Monday, 1 April 2019

Hostile Planet: a new animal series unlike any other you've seen

Hostile Planet, premiering tonight at 9/8c, brings fresh grit and excitement to the nature documentary genre with innovative camera technologies and a willingness to showcase animals’ struggles in the most exposed environments. The series doesn’t shy away from the unpleasant realities faced by many animals in bleak, unrelenting wilderness, which drives the energetic storytelling throughout the six-part series.

Amboseli, Kenya - Aerial of herd of elephants swimming through flooded grassland. (National Geographic)

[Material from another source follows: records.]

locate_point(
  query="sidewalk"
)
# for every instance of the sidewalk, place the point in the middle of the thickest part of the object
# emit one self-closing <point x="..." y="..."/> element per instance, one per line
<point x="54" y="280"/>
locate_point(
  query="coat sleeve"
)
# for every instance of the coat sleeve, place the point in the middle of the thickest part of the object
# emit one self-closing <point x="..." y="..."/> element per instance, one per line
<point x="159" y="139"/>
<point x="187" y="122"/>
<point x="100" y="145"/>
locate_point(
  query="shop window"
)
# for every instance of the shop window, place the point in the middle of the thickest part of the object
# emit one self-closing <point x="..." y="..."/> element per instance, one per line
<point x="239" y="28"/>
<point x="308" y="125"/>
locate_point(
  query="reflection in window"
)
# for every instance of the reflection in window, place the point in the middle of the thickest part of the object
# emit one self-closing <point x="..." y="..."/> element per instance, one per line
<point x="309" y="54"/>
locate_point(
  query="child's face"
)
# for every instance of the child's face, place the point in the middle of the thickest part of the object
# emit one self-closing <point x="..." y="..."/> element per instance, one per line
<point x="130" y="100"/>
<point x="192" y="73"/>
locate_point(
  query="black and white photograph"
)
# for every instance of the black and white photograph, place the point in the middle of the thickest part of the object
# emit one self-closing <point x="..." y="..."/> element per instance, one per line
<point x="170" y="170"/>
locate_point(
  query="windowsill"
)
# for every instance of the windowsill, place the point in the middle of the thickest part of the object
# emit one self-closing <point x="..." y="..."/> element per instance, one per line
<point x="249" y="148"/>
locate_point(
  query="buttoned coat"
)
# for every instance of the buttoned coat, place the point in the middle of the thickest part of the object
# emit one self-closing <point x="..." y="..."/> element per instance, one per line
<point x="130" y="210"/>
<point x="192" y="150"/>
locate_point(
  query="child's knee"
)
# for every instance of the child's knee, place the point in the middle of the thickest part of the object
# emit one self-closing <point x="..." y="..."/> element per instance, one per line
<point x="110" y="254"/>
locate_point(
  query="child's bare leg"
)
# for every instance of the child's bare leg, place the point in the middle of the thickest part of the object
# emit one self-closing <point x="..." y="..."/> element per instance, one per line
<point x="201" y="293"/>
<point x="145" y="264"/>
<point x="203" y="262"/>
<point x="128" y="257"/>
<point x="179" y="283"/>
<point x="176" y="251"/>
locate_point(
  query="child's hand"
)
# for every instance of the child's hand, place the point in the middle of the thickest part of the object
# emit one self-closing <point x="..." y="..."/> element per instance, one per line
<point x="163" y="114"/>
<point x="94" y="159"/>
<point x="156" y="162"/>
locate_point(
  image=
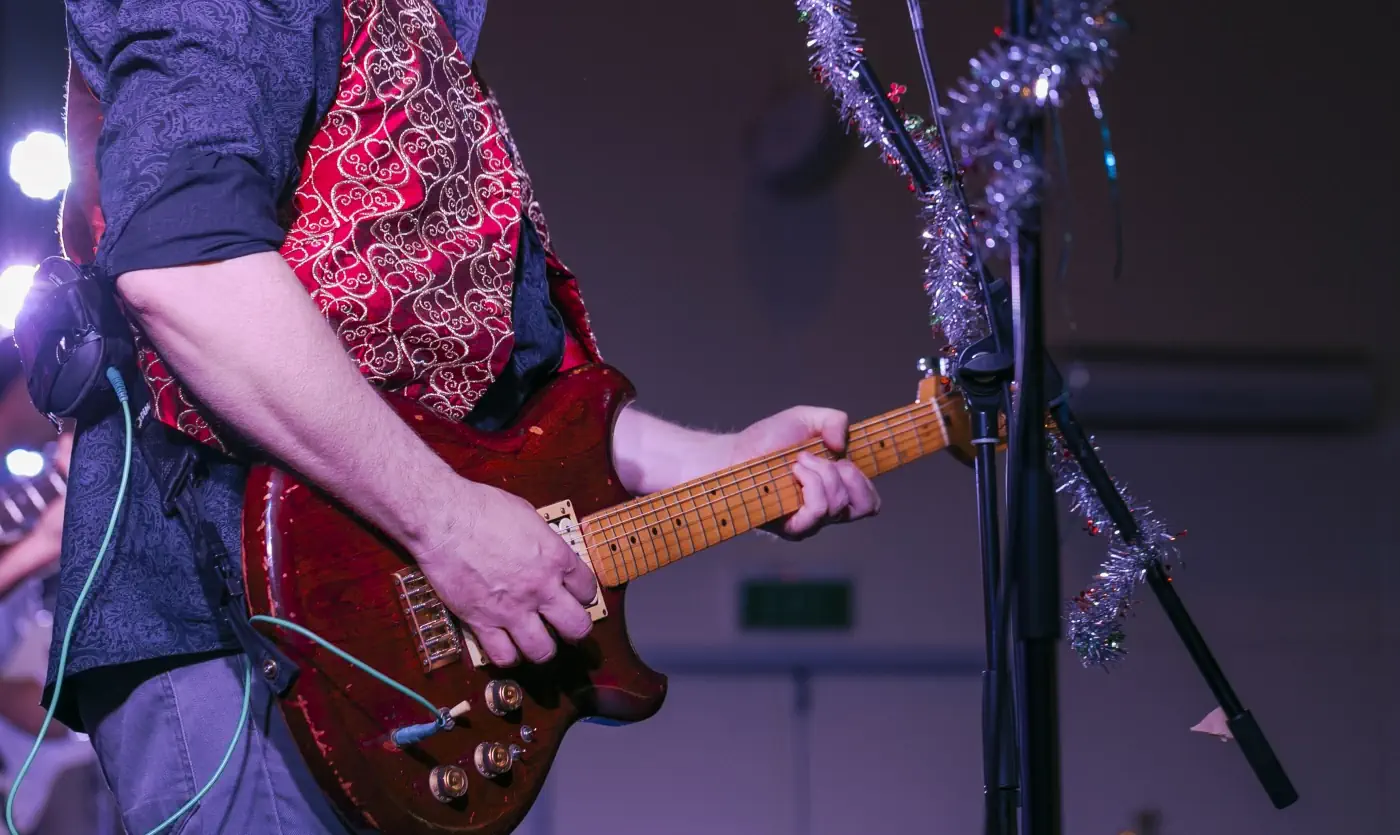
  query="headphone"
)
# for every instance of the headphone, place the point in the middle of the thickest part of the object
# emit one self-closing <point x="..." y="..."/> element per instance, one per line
<point x="69" y="334"/>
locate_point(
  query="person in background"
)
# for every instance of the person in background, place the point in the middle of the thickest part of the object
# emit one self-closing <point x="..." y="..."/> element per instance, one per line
<point x="63" y="786"/>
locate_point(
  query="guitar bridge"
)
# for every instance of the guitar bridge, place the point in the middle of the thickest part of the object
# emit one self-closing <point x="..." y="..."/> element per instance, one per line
<point x="434" y="629"/>
<point x="436" y="632"/>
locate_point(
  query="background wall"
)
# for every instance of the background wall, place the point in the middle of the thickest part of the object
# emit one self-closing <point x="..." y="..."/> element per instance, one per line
<point x="1252" y="170"/>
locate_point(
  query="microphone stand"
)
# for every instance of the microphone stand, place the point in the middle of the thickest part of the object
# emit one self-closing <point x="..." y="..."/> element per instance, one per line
<point x="1032" y="589"/>
<point x="1035" y="542"/>
<point x="984" y="373"/>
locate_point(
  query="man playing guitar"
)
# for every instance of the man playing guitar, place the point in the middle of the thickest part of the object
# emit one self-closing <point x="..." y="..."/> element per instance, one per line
<point x="303" y="203"/>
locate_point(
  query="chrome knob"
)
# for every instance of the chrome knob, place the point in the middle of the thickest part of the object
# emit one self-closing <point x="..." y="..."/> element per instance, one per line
<point x="447" y="782"/>
<point x="493" y="760"/>
<point x="504" y="697"/>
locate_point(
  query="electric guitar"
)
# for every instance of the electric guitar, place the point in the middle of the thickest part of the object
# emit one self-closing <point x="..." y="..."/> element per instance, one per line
<point x="311" y="561"/>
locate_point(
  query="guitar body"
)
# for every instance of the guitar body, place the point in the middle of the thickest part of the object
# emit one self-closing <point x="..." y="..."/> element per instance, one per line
<point x="311" y="561"/>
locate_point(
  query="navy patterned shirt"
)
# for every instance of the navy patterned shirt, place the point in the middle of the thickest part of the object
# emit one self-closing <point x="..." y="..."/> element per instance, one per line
<point x="206" y="111"/>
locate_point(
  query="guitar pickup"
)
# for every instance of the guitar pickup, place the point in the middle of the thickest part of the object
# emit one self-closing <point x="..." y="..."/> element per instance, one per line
<point x="437" y="636"/>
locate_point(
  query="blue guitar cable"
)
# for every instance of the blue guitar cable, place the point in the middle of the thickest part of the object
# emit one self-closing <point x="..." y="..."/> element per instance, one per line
<point x="403" y="736"/>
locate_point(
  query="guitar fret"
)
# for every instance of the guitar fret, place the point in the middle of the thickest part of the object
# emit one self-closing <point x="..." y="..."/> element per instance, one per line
<point x="646" y="534"/>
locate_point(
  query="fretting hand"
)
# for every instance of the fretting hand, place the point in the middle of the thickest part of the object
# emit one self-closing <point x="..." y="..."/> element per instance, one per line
<point x="832" y="491"/>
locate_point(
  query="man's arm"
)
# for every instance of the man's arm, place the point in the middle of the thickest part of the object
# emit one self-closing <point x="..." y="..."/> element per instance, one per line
<point x="205" y="108"/>
<point x="252" y="346"/>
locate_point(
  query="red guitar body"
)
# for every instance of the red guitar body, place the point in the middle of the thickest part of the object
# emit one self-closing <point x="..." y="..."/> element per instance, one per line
<point x="314" y="562"/>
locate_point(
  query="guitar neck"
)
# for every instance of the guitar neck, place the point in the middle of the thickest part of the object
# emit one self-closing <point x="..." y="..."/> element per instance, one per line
<point x="646" y="534"/>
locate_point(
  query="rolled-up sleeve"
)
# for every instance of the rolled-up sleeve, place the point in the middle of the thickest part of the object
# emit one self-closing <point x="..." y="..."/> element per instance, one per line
<point x="206" y="105"/>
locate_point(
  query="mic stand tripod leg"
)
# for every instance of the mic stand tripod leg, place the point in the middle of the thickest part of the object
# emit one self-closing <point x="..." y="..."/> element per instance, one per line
<point x="984" y="381"/>
<point x="1242" y="723"/>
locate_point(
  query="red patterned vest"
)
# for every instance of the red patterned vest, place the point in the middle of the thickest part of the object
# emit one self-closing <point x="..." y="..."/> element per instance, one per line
<point x="406" y="222"/>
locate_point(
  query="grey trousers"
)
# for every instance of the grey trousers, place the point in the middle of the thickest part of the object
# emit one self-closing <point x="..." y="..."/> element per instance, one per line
<point x="161" y="739"/>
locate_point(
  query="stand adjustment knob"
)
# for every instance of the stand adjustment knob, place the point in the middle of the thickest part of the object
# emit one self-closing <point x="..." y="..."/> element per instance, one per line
<point x="504" y="697"/>
<point x="447" y="782"/>
<point x="493" y="760"/>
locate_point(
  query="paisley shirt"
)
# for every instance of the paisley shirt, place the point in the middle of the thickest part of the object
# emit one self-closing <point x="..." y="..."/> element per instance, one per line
<point x="231" y="128"/>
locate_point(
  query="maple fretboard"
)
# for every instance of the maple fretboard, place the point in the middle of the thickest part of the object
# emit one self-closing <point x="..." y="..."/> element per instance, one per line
<point x="646" y="534"/>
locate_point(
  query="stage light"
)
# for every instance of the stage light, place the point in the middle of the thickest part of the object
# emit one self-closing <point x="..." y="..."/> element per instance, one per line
<point x="14" y="287"/>
<point x="24" y="463"/>
<point x="39" y="164"/>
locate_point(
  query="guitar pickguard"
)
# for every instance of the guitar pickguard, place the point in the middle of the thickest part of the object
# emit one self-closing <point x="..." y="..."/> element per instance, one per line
<point x="437" y="635"/>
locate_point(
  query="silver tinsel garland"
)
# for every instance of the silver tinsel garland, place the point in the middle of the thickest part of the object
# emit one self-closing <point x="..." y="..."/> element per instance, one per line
<point x="1014" y="79"/>
<point x="1008" y="80"/>
<point x="952" y="285"/>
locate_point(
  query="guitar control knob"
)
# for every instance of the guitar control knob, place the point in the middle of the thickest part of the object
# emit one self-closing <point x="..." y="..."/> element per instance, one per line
<point x="504" y="697"/>
<point x="447" y="782"/>
<point x="493" y="760"/>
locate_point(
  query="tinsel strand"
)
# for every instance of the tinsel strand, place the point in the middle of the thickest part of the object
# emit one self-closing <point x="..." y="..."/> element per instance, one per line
<point x="1010" y="79"/>
<point x="954" y="289"/>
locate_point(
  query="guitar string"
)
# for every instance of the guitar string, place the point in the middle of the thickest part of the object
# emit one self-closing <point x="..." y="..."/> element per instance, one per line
<point x="895" y="428"/>
<point x="774" y="458"/>
<point x="639" y="514"/>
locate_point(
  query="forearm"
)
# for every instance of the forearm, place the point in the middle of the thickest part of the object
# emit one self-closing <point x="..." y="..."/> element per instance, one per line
<point x="651" y="454"/>
<point x="244" y="336"/>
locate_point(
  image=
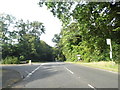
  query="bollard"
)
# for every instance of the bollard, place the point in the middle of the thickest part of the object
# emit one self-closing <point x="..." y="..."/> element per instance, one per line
<point x="30" y="62"/>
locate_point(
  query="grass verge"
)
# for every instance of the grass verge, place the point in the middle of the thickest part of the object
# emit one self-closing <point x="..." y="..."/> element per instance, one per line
<point x="110" y="66"/>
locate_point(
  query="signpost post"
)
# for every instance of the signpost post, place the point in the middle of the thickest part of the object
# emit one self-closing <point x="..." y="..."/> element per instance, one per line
<point x="78" y="57"/>
<point x="109" y="43"/>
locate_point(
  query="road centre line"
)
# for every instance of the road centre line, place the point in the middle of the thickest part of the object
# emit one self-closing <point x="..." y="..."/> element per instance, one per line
<point x="69" y="70"/>
<point x="91" y="86"/>
<point x="29" y="74"/>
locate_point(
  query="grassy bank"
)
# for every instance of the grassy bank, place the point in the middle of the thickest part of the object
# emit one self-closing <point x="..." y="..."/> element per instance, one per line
<point x="102" y="65"/>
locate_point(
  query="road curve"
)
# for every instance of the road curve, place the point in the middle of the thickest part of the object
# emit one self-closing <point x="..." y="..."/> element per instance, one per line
<point x="64" y="75"/>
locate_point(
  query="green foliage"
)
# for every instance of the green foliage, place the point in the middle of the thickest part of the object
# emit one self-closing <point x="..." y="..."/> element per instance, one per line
<point x="86" y="28"/>
<point x="11" y="60"/>
<point x="21" y="39"/>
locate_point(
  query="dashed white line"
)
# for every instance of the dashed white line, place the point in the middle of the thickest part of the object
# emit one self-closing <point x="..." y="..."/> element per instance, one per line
<point x="69" y="70"/>
<point x="29" y="74"/>
<point x="91" y="86"/>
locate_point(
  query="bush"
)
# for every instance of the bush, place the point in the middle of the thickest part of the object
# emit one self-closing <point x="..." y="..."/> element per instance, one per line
<point x="11" y="60"/>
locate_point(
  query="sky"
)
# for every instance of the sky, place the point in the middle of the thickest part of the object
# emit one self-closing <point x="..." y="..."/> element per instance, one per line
<point x="30" y="10"/>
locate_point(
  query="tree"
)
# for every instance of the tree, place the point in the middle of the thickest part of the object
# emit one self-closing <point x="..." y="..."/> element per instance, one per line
<point x="94" y="22"/>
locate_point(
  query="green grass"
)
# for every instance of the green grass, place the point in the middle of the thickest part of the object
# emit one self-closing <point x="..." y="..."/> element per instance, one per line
<point x="102" y="65"/>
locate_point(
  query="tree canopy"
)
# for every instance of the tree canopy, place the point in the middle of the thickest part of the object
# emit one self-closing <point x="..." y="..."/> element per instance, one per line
<point x="86" y="26"/>
<point x="21" y="39"/>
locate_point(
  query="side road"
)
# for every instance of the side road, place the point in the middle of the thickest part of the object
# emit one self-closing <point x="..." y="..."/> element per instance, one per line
<point x="10" y="77"/>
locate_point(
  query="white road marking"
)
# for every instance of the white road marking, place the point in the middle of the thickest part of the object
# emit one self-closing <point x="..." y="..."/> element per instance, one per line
<point x="69" y="70"/>
<point x="91" y="86"/>
<point x="29" y="74"/>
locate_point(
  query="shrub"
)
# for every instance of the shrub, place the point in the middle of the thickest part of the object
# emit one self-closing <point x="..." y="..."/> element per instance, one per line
<point x="11" y="60"/>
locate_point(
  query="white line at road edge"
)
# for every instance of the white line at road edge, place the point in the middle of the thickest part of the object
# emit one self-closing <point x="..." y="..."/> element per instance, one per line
<point x="69" y="70"/>
<point x="91" y="86"/>
<point x="29" y="74"/>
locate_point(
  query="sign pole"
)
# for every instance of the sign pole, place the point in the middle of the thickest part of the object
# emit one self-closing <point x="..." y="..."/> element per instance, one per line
<point x="109" y="43"/>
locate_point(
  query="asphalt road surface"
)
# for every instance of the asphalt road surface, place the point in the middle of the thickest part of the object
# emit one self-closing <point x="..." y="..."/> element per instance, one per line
<point x="63" y="75"/>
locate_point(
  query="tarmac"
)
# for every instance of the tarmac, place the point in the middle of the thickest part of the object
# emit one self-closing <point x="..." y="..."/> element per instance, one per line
<point x="9" y="77"/>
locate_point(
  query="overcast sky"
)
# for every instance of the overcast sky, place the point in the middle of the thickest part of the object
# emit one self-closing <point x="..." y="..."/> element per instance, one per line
<point x="29" y="10"/>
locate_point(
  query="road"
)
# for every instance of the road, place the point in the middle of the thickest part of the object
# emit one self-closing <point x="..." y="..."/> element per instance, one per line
<point x="64" y="75"/>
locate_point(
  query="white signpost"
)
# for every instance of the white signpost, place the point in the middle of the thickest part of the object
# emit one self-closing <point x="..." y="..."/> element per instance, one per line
<point x="109" y="43"/>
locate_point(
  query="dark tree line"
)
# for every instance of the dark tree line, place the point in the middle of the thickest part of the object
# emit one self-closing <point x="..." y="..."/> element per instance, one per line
<point x="21" y="39"/>
<point x="86" y="26"/>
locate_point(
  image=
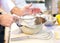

New camera technologies allow stories to be told from creative and engaging perspectives. The camera incorporates the animal’s point of view into the series flawlessly, placing audiences in the middle of what they are watching. An immersive experience like this, which accredits the animal’s perspective of the world, brings new power to the wildlife film genre. But getting closer to the action and seeing events unfold as an animal would are not all that Hostile Planet does new; the series places a lot of focus on surviving in a rapidly changing world.

Jaguar hunting a crocodile on the river banks in the Pantanal, Brazil. (National Geographic/Adrian Seymour)

Mateo Willis, producer and director of the Mountains episode, sets Hostile Planet apart from other wildlife films, saying it is not “like a moving coffee table book which is nice and calm and you can put it away at the end and forget about and it’s not troubling. That is not a real representation of the world, particularly not today. Because our world is changing faster that it ever has before.” The plight of animals in increasingly volatile environments is visually and emotionally striking, especially given how timely and accurate the series is. The brutal, dramatic, and endless realities of the natural world are on full display in this show, and are sure to stir empathy and awareness in viewers. Looking back on how incredible each sequence of the show is, executive producer Tom Hugh Jones says, “Forget the celebrities, these are the real stars of the world.”

Red Sea, Egypt -  A predatory lionfish stalks the shallows as it waits for nightfall to hunt. (National Geographic/Corinne Chevallier)

Hostile Planet, hosted by Bear Grylls, premiers Monday, August 1 at 9/8c on National Geographic.